With a helping hand from three little scientists, Molly (6), Lily (5) and Ernie (4), the team buttered 100 slices of toast before knocking each from the kitchen table at the family dairy in Bridge of Allan. The results were conclusive: overall 69% landed butter side up, disproving the theory that's had the public scratching their heads for decades.
"There's nothing more frustrating than dropping your toast when getting ready for work or school but we wondered why it always seemed to meet a messy end,” said Carol Graham, Marketing Director at Graham’s Family Dairy. “We decided to conduct our own experiment with some little scientists who had a great time testing out the theory - and creating chaos in the kitchen as they did so.

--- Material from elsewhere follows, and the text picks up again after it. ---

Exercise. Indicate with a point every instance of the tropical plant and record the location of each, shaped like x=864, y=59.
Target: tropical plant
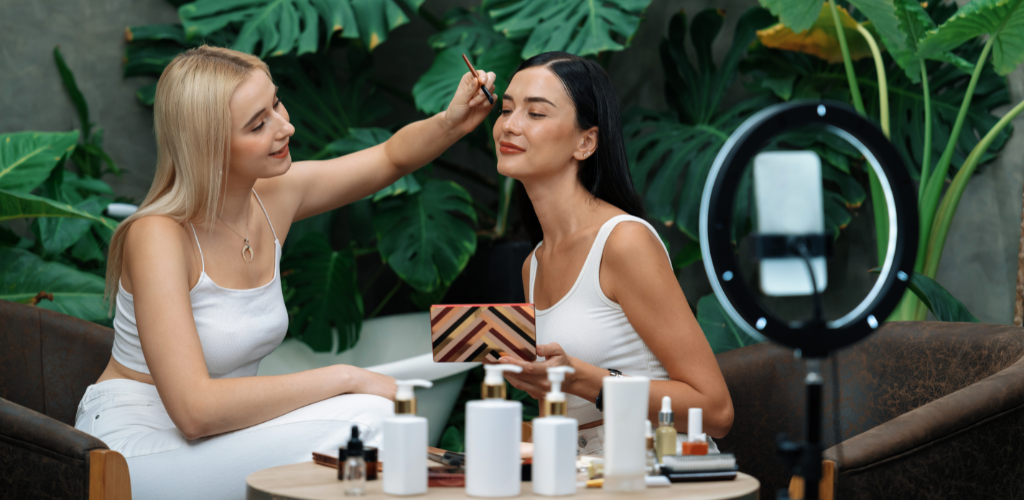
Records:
x=994, y=24
x=61, y=267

"They disproved the belief that toast always seems to land butter side down, but our team also discovered that the more butter on each slice, the more likely it was to avoid landing awkwardly. It seems that more spreading alters the shape, creating a slight curve and changing the pattern of its fall. So those who like to spread liberally are in luck! It’s all just good fun, but surprising results nonetheless."
Molly Scobbie, aged 6, from Glasgow said: "This experiment was exciting and it was really fun. I'd normally get into trouble if I dropped my food but during this experiment, I've been able to do it on purpose. Not just once but one hundred times."
Lily Stevenson, aged 5 from West Lothian, added: “This experiment was lots of fun, I dropped so much toast today. It would just go straight down – not do loop-a-loops. And lots landed butter side up.”
Ernie Scobbie, aged 4, from Glasgow thinks you should put lots of butter on your toast: “This is a really important experiment. Lots of pieces landed with the butter on the top, so I ate it.”